As for Hillary, the lifelong Methodist was once firmly in the
camp of not rendering under government the ability to redefine
marriage. Her youth pastor and mentor, the Rev. Don Jones, once
said: “Surely, she is for gay rights…. But I think both she and
Bill still think of heterosexuality as normative.”
Yes, they did. Campaigning for the U.S. Senate in 2000, Hillary
held to that position, to the consternation of gay-rights groups.
In White Plains, N.Y., in January 2000, Hillary stated: “Marriage
has historic, religious and moral content that goes back to the
beginning of time, and I think a marriage is as a marriage has
always been, between a man and a woman.”
That was pretty clear, as was this Hillary remark to New York’s
WNYC in June 2003: “marriage … should be kept as it historically
has been.” She reaffirmed that position throughout the 2008
Democratic primaries.
Alas, jump ahead to this week, where a beaming Hillary proudly
proclaimed: “LGBT Americans are … full and equal citizens and
deserve the rights of citizenship. That includes gay marriage.”
Gee, what happened?
Well, if you’re confused, you simply need to unravel the
confounding illogic of progressive ideology. By progressive
thinking, the Hillary and Bill of, say, 5, 10, 15, or 50 years ago
were not finished progressing. This should also mean (I
think) that both Clintons were in fact wrong at each way-station in
their journey to today’s progressive “truth” on marriage. Thus,
too, it should mean (I think) that every Democrat who agreed with
them on marriage in the 1990s was wrong. Current progressive
ideology asserts that only current progressives are currently
“right” on marriage.
Are you with me?
Thus, here lies yet another crucial illustration of why
progressivism is a disaster. It means, or has to mean, that the
Clintons’ position on gay marriage was never right. It was always
in a state of progression to where it is now. And yet, the Clintons
never knew, at any point, that their position was wrong.
But here’s the kicker: How can the Clintons — or any modern
progressive, for that matter — know that they’re right now? How do
they know they’ve progressed to the final “correct” point on
marriage? Or are they still progressing to whatever that magical
point might be? Progress, after all, never stops progressing. And
so, for progressives, where’s their next redefinition in the
ongoing process of redefining marriage? Does the evolution end with
one man and one woman, or one man and one man, or one woman and one
woman? Why could it not next progress to one man and multiple
women? Could it involve an adult and a minor? Could their evolving
redefinition of marriage include married first cousins or a parent
and child? Could it include multiple homosexuals or heterosexuals
in single or even joint or group spousal relationships?

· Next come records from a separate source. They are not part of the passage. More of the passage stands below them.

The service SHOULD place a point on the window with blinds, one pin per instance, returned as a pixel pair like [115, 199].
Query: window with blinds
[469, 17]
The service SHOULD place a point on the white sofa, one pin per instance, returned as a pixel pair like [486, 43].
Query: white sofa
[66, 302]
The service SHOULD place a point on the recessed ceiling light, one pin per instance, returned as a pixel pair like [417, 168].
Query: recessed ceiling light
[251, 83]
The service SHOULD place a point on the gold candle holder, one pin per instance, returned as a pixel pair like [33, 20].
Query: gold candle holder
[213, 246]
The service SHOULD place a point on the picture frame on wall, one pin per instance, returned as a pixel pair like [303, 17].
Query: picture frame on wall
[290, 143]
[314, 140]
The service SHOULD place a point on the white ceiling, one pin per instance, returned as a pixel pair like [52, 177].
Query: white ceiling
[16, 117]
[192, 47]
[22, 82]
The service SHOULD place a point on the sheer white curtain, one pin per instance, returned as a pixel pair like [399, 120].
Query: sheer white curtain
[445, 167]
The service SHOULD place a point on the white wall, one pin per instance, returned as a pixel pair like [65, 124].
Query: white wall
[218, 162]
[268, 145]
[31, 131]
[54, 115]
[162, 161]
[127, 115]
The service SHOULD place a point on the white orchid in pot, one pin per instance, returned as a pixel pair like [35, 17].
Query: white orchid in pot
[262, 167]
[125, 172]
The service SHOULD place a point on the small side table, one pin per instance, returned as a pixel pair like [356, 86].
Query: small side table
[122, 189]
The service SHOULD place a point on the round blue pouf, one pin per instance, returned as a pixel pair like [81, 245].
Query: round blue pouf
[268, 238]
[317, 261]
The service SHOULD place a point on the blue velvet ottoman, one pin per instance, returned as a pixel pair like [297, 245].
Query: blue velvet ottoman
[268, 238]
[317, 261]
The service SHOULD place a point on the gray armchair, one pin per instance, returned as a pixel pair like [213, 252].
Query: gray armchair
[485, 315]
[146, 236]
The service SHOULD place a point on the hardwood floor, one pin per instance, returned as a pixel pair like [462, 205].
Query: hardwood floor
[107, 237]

The answer: progressives, by their very definition, cannot
answer you.
We do know, however, that progressives (with the support of
libertarians) are happy to do with marriage what they do with
everything: give it over to the federal government. That much we
know. Render under government what is government’s; that’s
really the progressive credo. And what is the province of
government? It’s anything that progressives decide it to be.
As for Bill Clinton, a loyal Democrat who once assured us “the
era of big government is over,” he’s on board for the grand
project.
Hey, I’m not surprised. I’m never surprised by anything these
folks do.
As for conservatives, the world at least knows where we stand:
we look to tradition, to Biblical law, to Natural Law, to worthy
and time-tested things that have upheld because they work — not to
the past for the sake of the past, but to the past for the noble
values that endure for good reason. There, we see marriage best as
it has been since the Garden of Eden. As a liberal or progressive,
you can take issue with that, but at least we conservatives can
tell you our end-goal, our ideal. Progressives cannot.
And that, ladies and gentlemen, is a train-wreck of an ideology,
with literally no end to its havoc. It is currently careening into
the most fundamental building block of human civilization: the
family.
Let the wreckage begin, as America’s “fundamental
transformation” continues. We can thank not only the progressives
and their latest fashionable interpretation of “progress,” but the
stunningly naïve millions of duped traditional Democrats who
blindly pulled the lever for this madness.